After reading the Oct. 4 front-page story “The ‘Lake Wobegon effect’ lifts CEOs’ pay,” I’m led to believe that the “talent” of chief executives is more about rubbing elbows with the “right crowd” than about creating ideas for spurring corporate growth and keeping employees working.
In contrast, Lake Wobegon illustrates the grass-roots belief that together we can make something larger than us — not just “what’s in it for me.” There, top dogs are sure to be reminded of their place in the community and that they didn’t get where they are all alone. At bottom, it’s about working together and making the community stronger.

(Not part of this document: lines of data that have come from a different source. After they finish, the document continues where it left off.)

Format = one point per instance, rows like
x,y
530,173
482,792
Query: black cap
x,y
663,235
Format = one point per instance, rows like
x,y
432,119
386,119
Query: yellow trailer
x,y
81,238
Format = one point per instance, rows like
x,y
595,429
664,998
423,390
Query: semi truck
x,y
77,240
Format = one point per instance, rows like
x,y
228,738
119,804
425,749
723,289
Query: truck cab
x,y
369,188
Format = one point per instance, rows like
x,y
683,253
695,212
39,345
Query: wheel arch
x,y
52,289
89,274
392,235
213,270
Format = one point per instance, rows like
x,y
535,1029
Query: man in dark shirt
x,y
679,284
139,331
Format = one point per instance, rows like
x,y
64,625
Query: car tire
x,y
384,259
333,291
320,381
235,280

These chief executives wouldn’t stand a chance at Lake Wobegon.
Sher Blair, Alexandria
This story was infuriating in light of the plight facing so many Americans today. Most workers are paid based on performance. If they are not performing well, they get fired. They don’t get raises. And even if they are performing at the highest levels, they certainly don’t get 37 percent raises.
This ever-increasing upward compensation spiral is reminiscent of the upward spiral of bad mortgages, and we all know how that turned out.

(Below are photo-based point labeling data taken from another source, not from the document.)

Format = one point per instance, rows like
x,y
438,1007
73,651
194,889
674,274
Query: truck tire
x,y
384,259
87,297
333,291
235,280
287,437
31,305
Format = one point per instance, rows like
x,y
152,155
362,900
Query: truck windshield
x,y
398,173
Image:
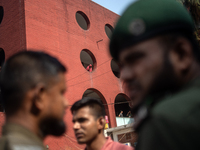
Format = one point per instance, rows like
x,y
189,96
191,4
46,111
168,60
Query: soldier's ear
x,y
37,102
101,123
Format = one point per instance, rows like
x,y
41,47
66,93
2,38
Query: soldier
x,y
33,87
160,66
89,122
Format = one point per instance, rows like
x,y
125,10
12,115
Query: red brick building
x,y
76,32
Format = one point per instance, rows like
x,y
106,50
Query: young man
x,y
89,122
33,87
160,66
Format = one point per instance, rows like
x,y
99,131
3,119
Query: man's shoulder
x,y
116,145
178,106
22,139
18,141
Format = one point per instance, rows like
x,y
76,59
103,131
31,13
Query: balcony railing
x,y
124,120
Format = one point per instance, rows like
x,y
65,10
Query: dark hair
x,y
168,40
22,72
94,104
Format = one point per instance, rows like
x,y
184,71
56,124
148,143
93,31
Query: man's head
x,y
154,43
33,84
88,119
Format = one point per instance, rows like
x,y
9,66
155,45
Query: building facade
x,y
77,32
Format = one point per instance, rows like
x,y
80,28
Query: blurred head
x,y
154,43
34,82
88,119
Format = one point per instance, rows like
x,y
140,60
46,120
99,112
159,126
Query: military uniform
x,y
16,137
173,123
168,122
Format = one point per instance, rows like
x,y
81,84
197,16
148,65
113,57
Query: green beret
x,y
144,19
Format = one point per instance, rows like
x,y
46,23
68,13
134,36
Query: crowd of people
x,y
159,57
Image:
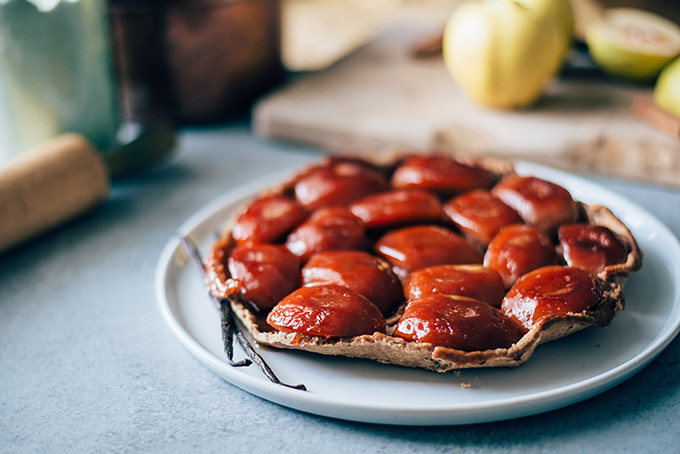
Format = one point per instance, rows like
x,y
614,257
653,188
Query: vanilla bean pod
x,y
230,328
225,311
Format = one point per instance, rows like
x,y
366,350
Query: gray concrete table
x,y
88,365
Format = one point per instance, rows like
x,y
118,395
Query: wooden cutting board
x,y
381,98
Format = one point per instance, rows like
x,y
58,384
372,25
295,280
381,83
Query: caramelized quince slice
x,y
480,215
472,281
440,174
413,248
540,203
366,274
591,247
518,249
457,322
327,229
339,182
326,311
268,219
397,208
551,291
266,273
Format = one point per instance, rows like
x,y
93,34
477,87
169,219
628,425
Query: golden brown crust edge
x,y
393,350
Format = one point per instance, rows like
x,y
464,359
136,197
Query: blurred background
x,y
562,82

Marsha S. Liebl, North Potomac
Here is a fair way to deal with wildly excessive executive compensation: Prohibit business tax deductions for salaries in excess of 25 times the salary of the lowest-paid employee in the same organization, as then-Rep. Martin Olav Sabo (D-Minn.) proposed in his 1991 Income Disparities Act. Such limits would give a chief executive an incentive to increase the pay of his lowest-paid employees in order to increase his own salary.